И тут стала понятна забота «главного» о сохранении «своего места»: еще бы! Место было под него создано. Под его фигуру: строго квадратный кабинет — этак семь на семь, массивный квадратный стол; квадратное кресло и даже картины на гвоздях, где недавно висели политвожди, и они — почти квадратные пейзажи… А когда «главный» воссел на свое место — кресло с прямой спинкой, прямыми подлокотниками, прямыми, прочными ножками, когда сел и вписался в интерьер, последний получил исключительное завершение и даже приобрел некую эстетическую воплощенность в стиле раннего «кубизма»…

Поклонник строгих пропорций, соответствия нормы и формы, я тотчас же подумал: если человек знает свое место, то по основным параметрам жизни он должен быть хорошим человеком. Предположить человека хорошим — это ведь всегда приятно. Предположил — и самому себе плюс поставил в ряду множества минусов — последствий ошибок и сшибок, коими столь богата жизнь любого общительного существа.

Федор Кондратьевич меж тем застрял в раскрытой двери, как в частушке поется, с выраженьем на лице, прикидывая, возможно, на данную ситуацию известное положение о блаженности мужа, не идущего на совет нечестивых. Блаженностью, в конце концов, решил поступиться и вошел, но не сел на предложенный «главным» стул напротив, куда охотно сел я, а «правдолюб» отшагал к окну, за которым внезапно налетевшая на городок грозовая тучка уже истощилась влагой и теперь, торопливо скатываясь на горизонт, устало попыхивала остатками электричества.
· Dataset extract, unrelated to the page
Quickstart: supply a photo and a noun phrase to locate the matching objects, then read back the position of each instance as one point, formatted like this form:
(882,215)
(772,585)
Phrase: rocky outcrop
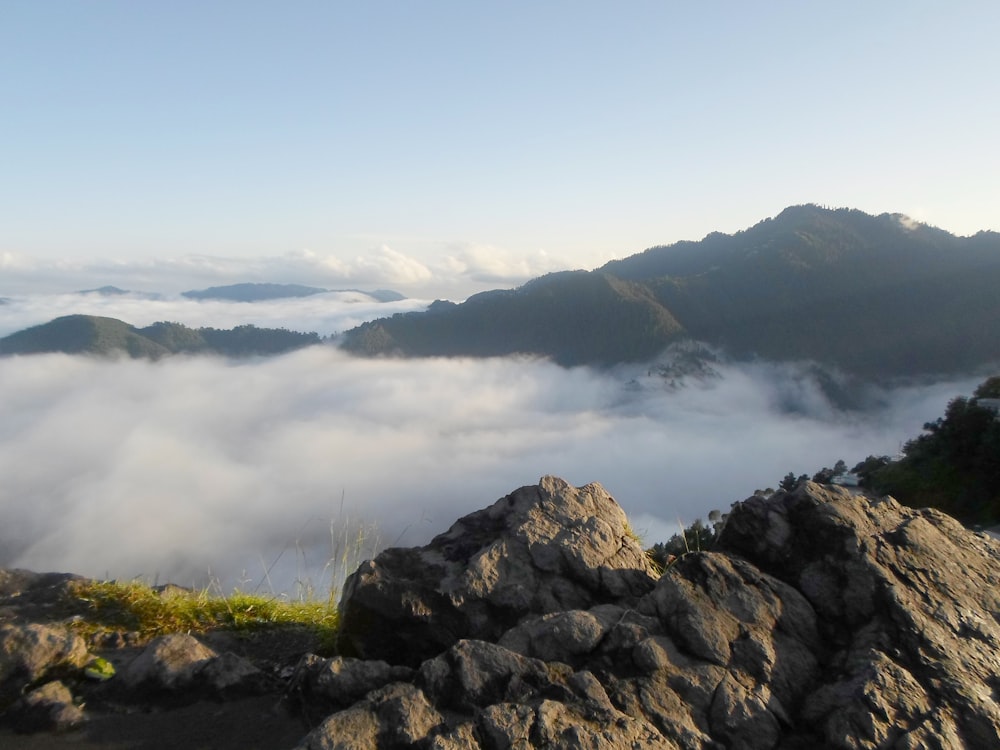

Стол «главного» не был, как это бывает у других «главных», завален бумагами. Бумаги лежали аккуратными стопочками по краям стола, что тоже произвело на меня хорошее впечатление: я вообще хотел нынче иметь только хорошие впечатления, это ведь так просто — стоит только настроиться должным образом и тотчас же все объекты вашего внимания представятся вам своей доброй стороной, а таковая есть всегда. Ну или почти всегда.
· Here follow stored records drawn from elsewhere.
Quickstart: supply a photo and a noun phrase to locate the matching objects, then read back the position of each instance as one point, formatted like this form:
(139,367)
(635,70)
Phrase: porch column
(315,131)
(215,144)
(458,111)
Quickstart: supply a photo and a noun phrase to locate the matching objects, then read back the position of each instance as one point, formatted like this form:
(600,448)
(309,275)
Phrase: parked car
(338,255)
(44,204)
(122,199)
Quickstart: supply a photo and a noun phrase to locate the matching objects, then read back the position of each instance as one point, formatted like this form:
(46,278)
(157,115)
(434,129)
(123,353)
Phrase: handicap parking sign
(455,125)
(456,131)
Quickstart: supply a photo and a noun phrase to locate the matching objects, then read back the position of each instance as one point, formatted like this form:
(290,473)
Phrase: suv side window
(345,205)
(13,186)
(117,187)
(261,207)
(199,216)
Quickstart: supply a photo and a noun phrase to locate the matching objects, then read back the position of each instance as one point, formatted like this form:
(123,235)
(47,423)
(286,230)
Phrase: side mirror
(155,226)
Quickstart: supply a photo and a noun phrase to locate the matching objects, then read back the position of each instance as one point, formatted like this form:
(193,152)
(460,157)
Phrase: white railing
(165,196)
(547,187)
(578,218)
Корысть моего присутствия в данном служебном месте диктовала установку на благодушие. А как иначе? Нынче такие времена, что, куда пальцем ни ткни, тотчас же вскроется животрепещущая проблема, мгновенно сам проблемно затрепещешь, оглянуться не успеешь, как по уши в социальной склоке… А когда романы писать? Оно понятно — писать романы в остропроблемные времена аморально, что легко доказуемо иммануило-кантовским императивом: представьте, что все вместо того, чтобы спасать Россию, занялись писанием романов, что б тогда осталось от Москвы, от Расеи? Но лукавство ума беспредельно. Говоришь себе: умом, как известно, Россию не понять, попробуем понять ее образами — нарисуем, обобщим, глядишь, и вылупится нечто, прямолинейной логикой упущенное… А главное — никакой ответственности: я так вижу, и будьте добры…
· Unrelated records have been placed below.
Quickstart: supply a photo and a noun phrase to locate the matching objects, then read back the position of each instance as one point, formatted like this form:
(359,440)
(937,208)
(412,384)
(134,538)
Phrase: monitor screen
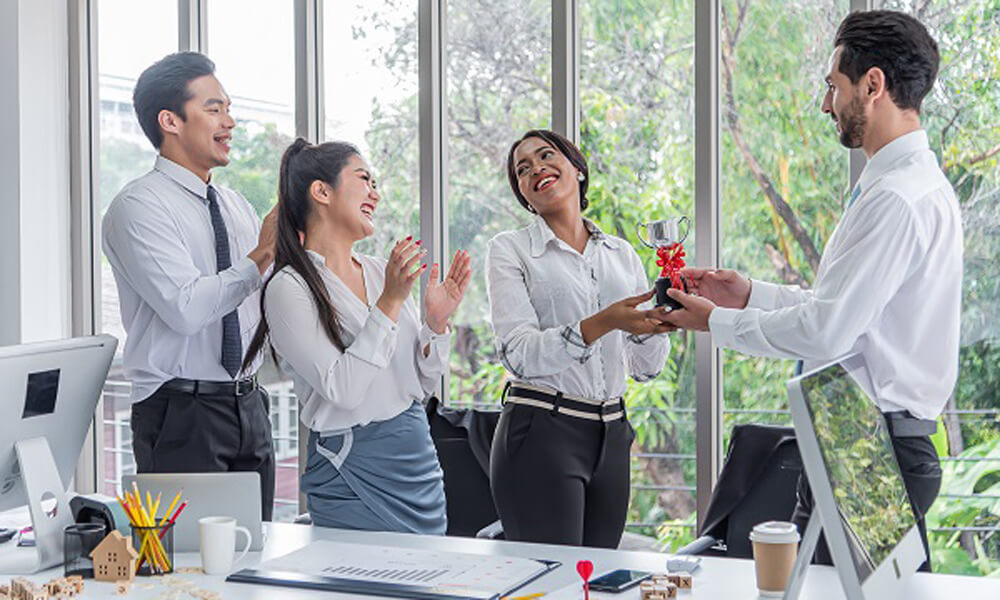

Разумеется, ни о чем таком я не думал, сидя напротив редактора местной газеты с типовым названием минувших времен. Я думал об оригинальности настроя служебных структур. Ведь вот, пока «главный» не сел в свое квадратное кресло, в редакции — словно ни души: ни одна дверь не хлопнула, ни один человек не встретился в коридоре… Но как только сел — будто ключ зажигания вставил, даже стены ожили, обнаруживая за собой роение человечьих энергий или, по меньшей мере, имитацию вышеупомянутого роения. Некоторое время уже нигде не служащий, я мог позволить себе кое-какие философско-риторические вопросы. Например: каков вообще коэффициент полезного действия структурного человеческого роения? Должно быть, столь ничтожный, что неприличен и оскорбителен сам по себе его подсчет. Отсюда, возможно, вечная и бесплодная тяга к природе, к земле, к вигваму и тамтаму… Знаменитые пустынники в отличие от обыкновенных бродяг — они на этот счет много чего умного могли бы сказать да поведать измученному рефлексией современному человеку. Но современность — она на то и современность, что убегать от нее можно только по кругу, а диаметр круга настолько мал, что иной раз можешь увидеть собственную спину и разбить нос о собственные лопатки… В том и есть тщета…

Дверь в кабинет приоткрылась, и сперва объявилась фигура атлета от плеча и ниже, затем атлетическая голова… В том смысле, что от нее все отлетает, не причиняя вреда… Голова поработала глазами и вместе с фигурой отступила в коридор, пропуская в кабинет полного мужчину в прекрасном костюме светло-серого цвета, в остроносых штиблетах, опять же светло-серых и на бесшумных подошвах, поскольку от двери до стола фигура продвинулась совершенно беззвучно, и только у стола, в метре от вышедшего навстречу главного, одновременно со вскинутыми для дружеских объятий руками с толстыми, но не рыхлыми пальцами зазвучал и голос весьма даже приятного тембра:

— Извиняюсь за припоздание, но причина небесная, в смысле такой ливень, что пришлось остановиться и пережидать. Не иначе как знак. А к чему знак, это мы сейчас и погадаем, а?

Раскинутые для объятий руки, как я понял, изображали только расположенность к объятиям, так сказать, проект намерений, рукопожатия же, если и изображали великую дружественность, то делали сие весьма искусно.

Так вот он каков, олигарх районного масштаба и вчерашний народный заседатель, — сама простота, плоть от плоти народной, ибо, как всем известно, народ, он тоже прост, поскольку состоит из простых людей. Но слово «прост» — скорее всего от слова «порост», значит, увеличение в количестве. Так же, как и «народ» — «нарождение», то есть все больше и больше… А если наоборот, все меньше и меньше, то, может, уже и не народ, а только население. И тогда не «нарождение», а «вырождение», и «олигарх» — продукт сего процесса. Короче, как хочу, так и перетолкую. Невообразимые горизонты распахнулись в наши времена для политической публицистики. То-то их и развелось… Публицистов… А свобода, то есть безнаказанность, не только стимул, но и дрожжи… Что и говорить, весело жить в смутные времена, кому есть на что, и не шибко ясно, ради чего! Ведь когда налицо это самое «ради», то жить не весело, а весьма даже тяжко.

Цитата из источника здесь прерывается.